Repeating the blissfully perfect, pure ode to pleasure that is Magic Mike XXL would be a fool’s errand, so nearly a decade later––with Steven Soderbergh back in the director’s chair–cinema’s finest stripper-verse is closing out on a more gentle, familiar, innocuous note. Hewing, unexpectedly, closer to a family film at its heart, Magic Mike’s Last Dance offers a more generalized message of the power of dance to engender community. This reliance on plot––and specifically this plot––rings a touch disappointing when considering the franchise’s bolder peaks. But thanks to a couple of memorable set-pieces, this final outing is still sexier than anything the likes of 50 Shades of Grey or Sam Levinson could ever dream up.
Slipping back into (and out of) the comfortable fits of his most beloved character, Channing Tatum’s Mike Lane is in a rut. He has yet to find the love of his life and his furniture business is no more after economic downturn caused by the pandemic. Soderbergh once again weaves in the present to strong effect, a year after delivering the ultimate thriller for our times with Kimi. His entrepreneurial spirit punctured, Mike is working a dead-end bartending gig that, at the very least, gives him face time with some high-level clientele. The latest to utilize his services is Maxandra Mendoza (Salma Hayek Pinault), who is throwing a fundraiser in her Florida home while dealing with a divorce from her British media mogul husband. After overhearing about Magic Mike’s past life and unique therapeutic powers via the art of stripping, she asks him for one last dance. He succumbs, and the euphoric pleasures lead to her next great idea: ask him to liven up a theater she owns with an ultimate one-night-only performance.
Taking the conventional form of a location-hopping sequel––albeit one where the location itself isn’t very utilized––everyone packs up to head to the rainy streets of London where we get to learn more about Mendoza’s family life. This includes her adopted daughter Zadie (Jemelia George), also acting as the film’s preternaturally observant narrator, and Victor (Ayub Khan Din), their chauffeur, butler and more-or-less father figure for the last eighteen years. With the assertive Mendoza by his side as producer, the newly crowned theater director Lane puts the pieces of the show together. They assemble the Avengers of strippers, hailing from Italy to their local street performers, while reimagining the theater’s dusty, antiquated, chauvinistic period piece as the ultimate stripping experience all in service of celebrating female empowerment by making dreams come true. Following up a film that can best be described as a pure hangout movie about the power of friendship and the importance of satisfaction through sexual desire, writer Reid Carolin’s script starts to feel regressively plot-driven as we hit each expected beat, including a few snags in their plan that feel more than forced. The tenets of MMXXL’s iconic Joe Manganiello convenience store scene is even repeated to bewilderingly lackluster ends.
Even if much of the middle feels like a humdrum ticking of the boxes, the legendary Peter Andrews and choreographers Alison Faulk and Luke Broadlick know how to pull off what the franchise does best, bookending the film with two of the franchise’s finest stripping sequences. The romantic thread between Tatum and Hayek Pinault may never convince beyond its physical pull, but their early connection sparked by that first dance––their bodies melding together, the camera tilting to fully maximize every inch of their spectacularly sensual physicality––is a beauty to behold. The finale, undermined only by over-cutting to feign an emotional climax, possesses a rain-soaked feat of carnal pleasure that would make Adrian Lyne smile forty years on from Flashdance.

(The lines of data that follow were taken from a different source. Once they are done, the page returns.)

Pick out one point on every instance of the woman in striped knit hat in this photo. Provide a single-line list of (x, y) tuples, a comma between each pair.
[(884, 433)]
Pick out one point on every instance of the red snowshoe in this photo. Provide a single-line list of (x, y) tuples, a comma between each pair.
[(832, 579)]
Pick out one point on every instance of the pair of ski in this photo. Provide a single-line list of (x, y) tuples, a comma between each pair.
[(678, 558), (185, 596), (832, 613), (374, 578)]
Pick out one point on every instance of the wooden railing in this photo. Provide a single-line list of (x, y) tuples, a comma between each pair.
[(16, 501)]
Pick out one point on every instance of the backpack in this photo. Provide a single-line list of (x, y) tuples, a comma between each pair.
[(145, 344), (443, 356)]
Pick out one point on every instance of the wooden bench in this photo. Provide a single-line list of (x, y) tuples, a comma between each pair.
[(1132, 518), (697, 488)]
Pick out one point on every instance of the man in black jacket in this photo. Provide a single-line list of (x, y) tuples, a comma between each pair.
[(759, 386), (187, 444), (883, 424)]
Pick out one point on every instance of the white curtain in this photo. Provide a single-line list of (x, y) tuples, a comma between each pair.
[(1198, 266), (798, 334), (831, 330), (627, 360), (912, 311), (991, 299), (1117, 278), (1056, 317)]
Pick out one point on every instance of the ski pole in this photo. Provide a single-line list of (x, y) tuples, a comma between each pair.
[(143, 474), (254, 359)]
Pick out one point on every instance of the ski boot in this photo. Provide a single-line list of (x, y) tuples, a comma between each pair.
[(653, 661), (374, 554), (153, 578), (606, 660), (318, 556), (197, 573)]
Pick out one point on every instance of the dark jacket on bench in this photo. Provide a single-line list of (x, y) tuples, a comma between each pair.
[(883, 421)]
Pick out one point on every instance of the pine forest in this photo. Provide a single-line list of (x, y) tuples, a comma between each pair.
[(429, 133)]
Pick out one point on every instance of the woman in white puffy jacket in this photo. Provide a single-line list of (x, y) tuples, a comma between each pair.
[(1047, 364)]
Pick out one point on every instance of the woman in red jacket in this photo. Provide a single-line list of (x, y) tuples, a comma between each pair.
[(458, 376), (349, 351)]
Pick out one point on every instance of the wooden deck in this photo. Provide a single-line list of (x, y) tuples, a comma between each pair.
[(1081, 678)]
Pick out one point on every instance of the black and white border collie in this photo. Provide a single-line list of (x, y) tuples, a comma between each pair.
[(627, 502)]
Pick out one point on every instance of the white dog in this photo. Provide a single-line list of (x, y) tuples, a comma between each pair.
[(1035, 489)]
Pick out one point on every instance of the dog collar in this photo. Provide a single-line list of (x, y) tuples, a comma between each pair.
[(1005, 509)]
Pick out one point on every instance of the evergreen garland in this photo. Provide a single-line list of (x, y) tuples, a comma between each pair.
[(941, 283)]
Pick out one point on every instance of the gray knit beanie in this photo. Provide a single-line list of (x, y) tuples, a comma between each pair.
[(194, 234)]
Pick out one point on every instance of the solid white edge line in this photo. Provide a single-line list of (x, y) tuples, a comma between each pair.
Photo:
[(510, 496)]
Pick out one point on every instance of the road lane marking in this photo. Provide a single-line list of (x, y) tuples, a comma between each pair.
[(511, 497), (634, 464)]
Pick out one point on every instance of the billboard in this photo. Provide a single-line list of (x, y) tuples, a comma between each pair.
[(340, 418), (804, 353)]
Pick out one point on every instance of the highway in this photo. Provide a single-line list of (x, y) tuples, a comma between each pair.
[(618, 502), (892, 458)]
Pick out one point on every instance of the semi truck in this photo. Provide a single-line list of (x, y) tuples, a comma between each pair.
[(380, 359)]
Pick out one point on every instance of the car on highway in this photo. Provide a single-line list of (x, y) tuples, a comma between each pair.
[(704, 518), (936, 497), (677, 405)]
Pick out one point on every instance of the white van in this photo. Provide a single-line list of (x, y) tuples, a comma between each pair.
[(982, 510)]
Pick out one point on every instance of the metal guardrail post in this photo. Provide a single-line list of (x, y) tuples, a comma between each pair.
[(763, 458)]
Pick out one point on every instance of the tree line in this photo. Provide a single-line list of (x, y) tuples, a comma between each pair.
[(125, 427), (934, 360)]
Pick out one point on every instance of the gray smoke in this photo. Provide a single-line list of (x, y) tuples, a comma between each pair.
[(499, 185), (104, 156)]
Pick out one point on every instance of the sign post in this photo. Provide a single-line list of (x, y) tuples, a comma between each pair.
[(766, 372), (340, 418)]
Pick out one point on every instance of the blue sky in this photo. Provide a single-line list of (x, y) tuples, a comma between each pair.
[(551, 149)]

As for the rest of the cast, a set of all-too-brief, buffering cameos from some familiar faces only makes the contrast of the lack of personality in Last Dance all the more apparent. With our two leads doing the bulk of the heavy lifting, this new cadre of dancers aren’t given an ounce of character, aside from the play’s lead (Juliette Motamed), who is equally fed up with its sexist viewpoint and stays onboard for this new iteration. As Mike contemplates his life as a stranger in a strange land, there is an emptiness to his journeys here that zaps the film of the breezy charisma the first two films were built on.
Throughout the franchise, not to mention some of his other work, Soderbergh can often use a narrative hook as window dressing for other interests; this outing is no different. With Mike moving into Mendoza’s home, the film turns into a family dramedy in spurts, as she poorly attempts to foster a relationship with her daughter. This goal blinds any sort of empathy for Victor, who has witnessed every moment of their lives for two decades. Inviting a few tender moments, it’s peculiar territory that’s not mishandled but more at odds with the rest of the film (and previous entries), particularly when it leads to attempted comedy in the finale.
As a sendoff for Magic Mike, Soderbergh packs in enough greatest hits not to botch the landing, but after one watch it wouldn’t be surprising if the first two installments are on a heavier rotation. Magic Mike’s Last Dance has an ample dose of humor, heart, and chiseled abs, but one wishes the trilogy capper felt more than perfunctory.
Magic Mike’s Last Dance opens in theaters on February 10.